C'est finalement à Rivière-Pilote, où est enterrée la belle-mère Yaya Lagrandcourt, que j'ai compris le sens réel de l'expression "Fête des Morts". De chaque côté de l'entrée du cimetière s'étalaient, dans une atmosphère de kermesse villageoise, une demi-douzaine de boutiques vendant qui des fleurs naturelles ou artificielles, qui des lampions, qui même des eaux gazeuses, des noix ou des bonbons.

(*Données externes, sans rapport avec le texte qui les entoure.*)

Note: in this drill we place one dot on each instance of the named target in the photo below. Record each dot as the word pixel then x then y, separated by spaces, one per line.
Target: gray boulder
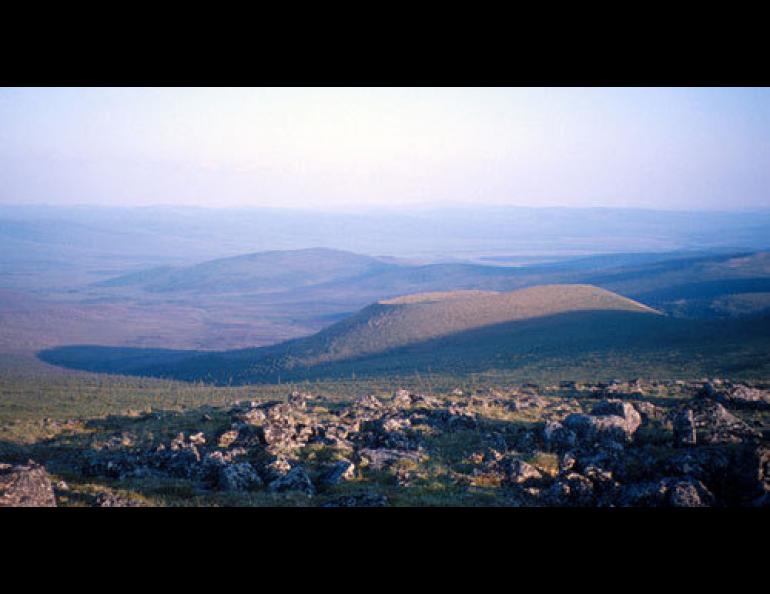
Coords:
pixel 295 480
pixel 344 470
pixel 25 485
pixel 239 476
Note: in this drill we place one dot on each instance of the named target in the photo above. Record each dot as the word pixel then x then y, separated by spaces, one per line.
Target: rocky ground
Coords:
pixel 625 444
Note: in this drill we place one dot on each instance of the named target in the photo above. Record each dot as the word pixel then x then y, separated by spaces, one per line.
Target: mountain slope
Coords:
pixel 389 325
pixel 262 271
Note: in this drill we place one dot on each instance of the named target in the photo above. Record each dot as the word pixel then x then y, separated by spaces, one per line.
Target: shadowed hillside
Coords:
pixel 263 271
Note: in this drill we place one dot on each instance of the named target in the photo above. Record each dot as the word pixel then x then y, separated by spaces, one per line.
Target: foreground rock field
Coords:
pixel 621 444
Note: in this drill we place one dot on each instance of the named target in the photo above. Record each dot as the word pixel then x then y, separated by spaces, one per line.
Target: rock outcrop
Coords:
pixel 25 485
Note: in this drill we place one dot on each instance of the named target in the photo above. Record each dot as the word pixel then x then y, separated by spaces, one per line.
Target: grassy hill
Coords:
pixel 481 323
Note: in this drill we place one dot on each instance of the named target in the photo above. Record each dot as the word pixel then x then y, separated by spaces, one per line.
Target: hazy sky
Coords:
pixel 330 148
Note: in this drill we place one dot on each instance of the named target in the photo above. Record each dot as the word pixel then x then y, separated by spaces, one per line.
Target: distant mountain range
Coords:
pixel 577 330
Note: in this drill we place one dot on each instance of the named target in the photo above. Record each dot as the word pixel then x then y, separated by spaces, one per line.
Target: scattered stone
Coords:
pixel 227 438
pixel 26 485
pixel 295 480
pixel 382 458
pixel 684 428
pixel 239 476
pixel 518 472
pixel 344 470
pixel 365 500
pixel 112 500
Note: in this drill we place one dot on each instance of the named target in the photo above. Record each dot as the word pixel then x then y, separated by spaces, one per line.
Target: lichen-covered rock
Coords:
pixel 570 490
pixel 227 438
pixel 667 492
pixel 741 396
pixel 402 398
pixel 238 476
pixel 378 459
pixel 715 424
pixel 363 500
pixel 296 479
pixel 519 472
pixel 611 421
pixel 112 500
pixel 685 433
pixel 343 470
pixel 26 485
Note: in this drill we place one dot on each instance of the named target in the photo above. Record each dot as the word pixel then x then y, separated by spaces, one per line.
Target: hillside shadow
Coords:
pixel 106 359
pixel 615 343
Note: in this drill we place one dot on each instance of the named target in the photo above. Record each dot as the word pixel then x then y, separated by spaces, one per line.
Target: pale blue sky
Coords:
pixel 332 148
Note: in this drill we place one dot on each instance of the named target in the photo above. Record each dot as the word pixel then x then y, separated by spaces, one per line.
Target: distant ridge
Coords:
pixel 409 321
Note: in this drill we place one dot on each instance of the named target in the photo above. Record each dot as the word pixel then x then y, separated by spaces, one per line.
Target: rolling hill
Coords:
pixel 479 329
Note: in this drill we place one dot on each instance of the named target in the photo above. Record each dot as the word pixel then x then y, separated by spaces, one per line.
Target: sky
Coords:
pixel 345 148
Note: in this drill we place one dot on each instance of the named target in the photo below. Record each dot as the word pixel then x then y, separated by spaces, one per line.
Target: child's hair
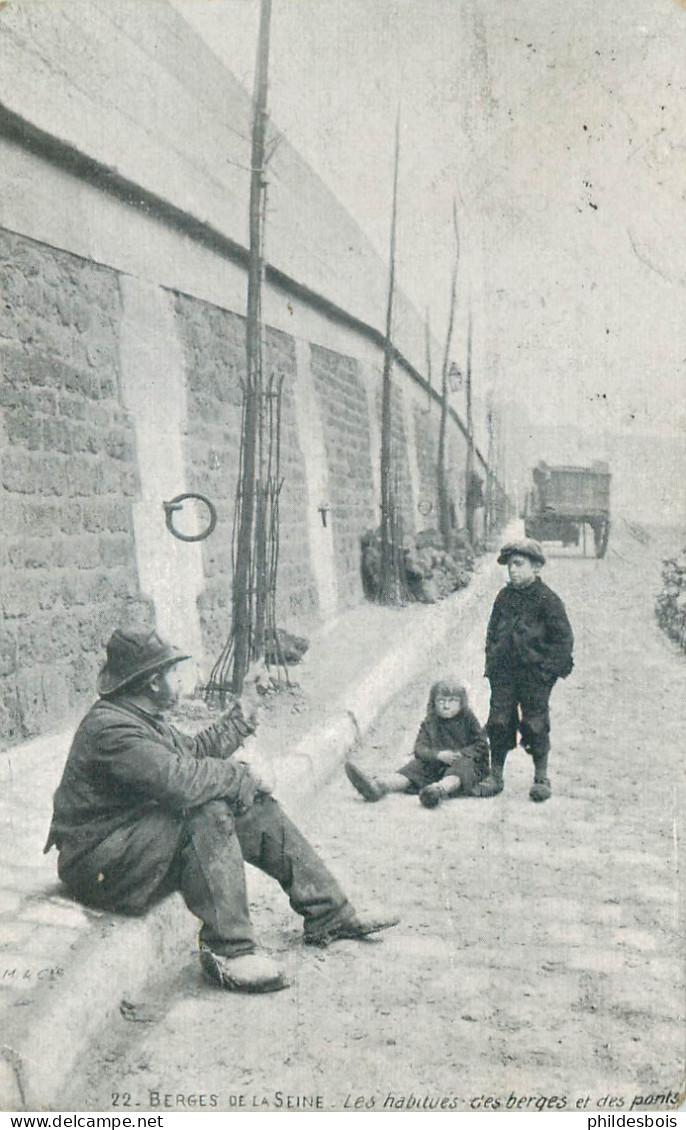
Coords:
pixel 448 687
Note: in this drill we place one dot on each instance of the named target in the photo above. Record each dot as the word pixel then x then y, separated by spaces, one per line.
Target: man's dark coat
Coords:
pixel 124 767
pixel 529 635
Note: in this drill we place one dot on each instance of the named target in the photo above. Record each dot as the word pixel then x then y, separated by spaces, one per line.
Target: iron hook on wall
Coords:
pixel 171 507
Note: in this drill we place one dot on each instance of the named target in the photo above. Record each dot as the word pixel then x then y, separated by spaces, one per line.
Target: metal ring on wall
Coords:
pixel 171 507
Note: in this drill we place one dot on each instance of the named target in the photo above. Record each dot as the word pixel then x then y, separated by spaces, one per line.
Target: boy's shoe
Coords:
pixel 243 973
pixel 432 796
pixel 367 787
pixel 354 927
pixel 540 789
pixel 489 787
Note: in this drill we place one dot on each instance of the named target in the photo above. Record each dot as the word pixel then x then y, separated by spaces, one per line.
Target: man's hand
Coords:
pixel 250 755
pixel 253 688
pixel 246 787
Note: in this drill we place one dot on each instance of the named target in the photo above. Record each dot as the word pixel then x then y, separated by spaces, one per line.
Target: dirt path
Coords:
pixel 540 953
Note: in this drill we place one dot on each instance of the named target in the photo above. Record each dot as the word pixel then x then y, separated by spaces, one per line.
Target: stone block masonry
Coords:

À l'intérieur, on avait dressé une sorte de pavillon ouvert où une équipe en T-shirts aux armes de la commune accueillait et dirigeait les visiteurs. Malgré une série d'averses diluviennes, ceux-ci circulaient entre les tombeaux (souvent de grande taille et abondamment décorés) en causant à haute voix et échangeant des salutations et des souvenirs -- qui donnaient parfois lieu à de bruyants éclats de rire -- avec des parents ou des connaissances croisés au hasard des allées. Le tout se terminant, aussi souvent qu'autrement, au bistrot en face qui faisait clairement des affaires d'or. Les morts, en Martinique, ne risquent vraiment pas de s'ennuyer!
Je dis village? Plus nous partageons la vie de la marina, plus elle nous fait penser en effet à un petit village, mais d'une espèce bien particulière.
D'abord, la population est très fluctuante: tous les jours ou presque, des voisins s'en vont et d'autres viennent prendre leur place, que ce soit sur notre rue (ponton), soit dans le proche voisinage. Parfois, cela se fait au compte-gouttes, parfois par de véritables migrations, comme c'est le cas ces jours-ci.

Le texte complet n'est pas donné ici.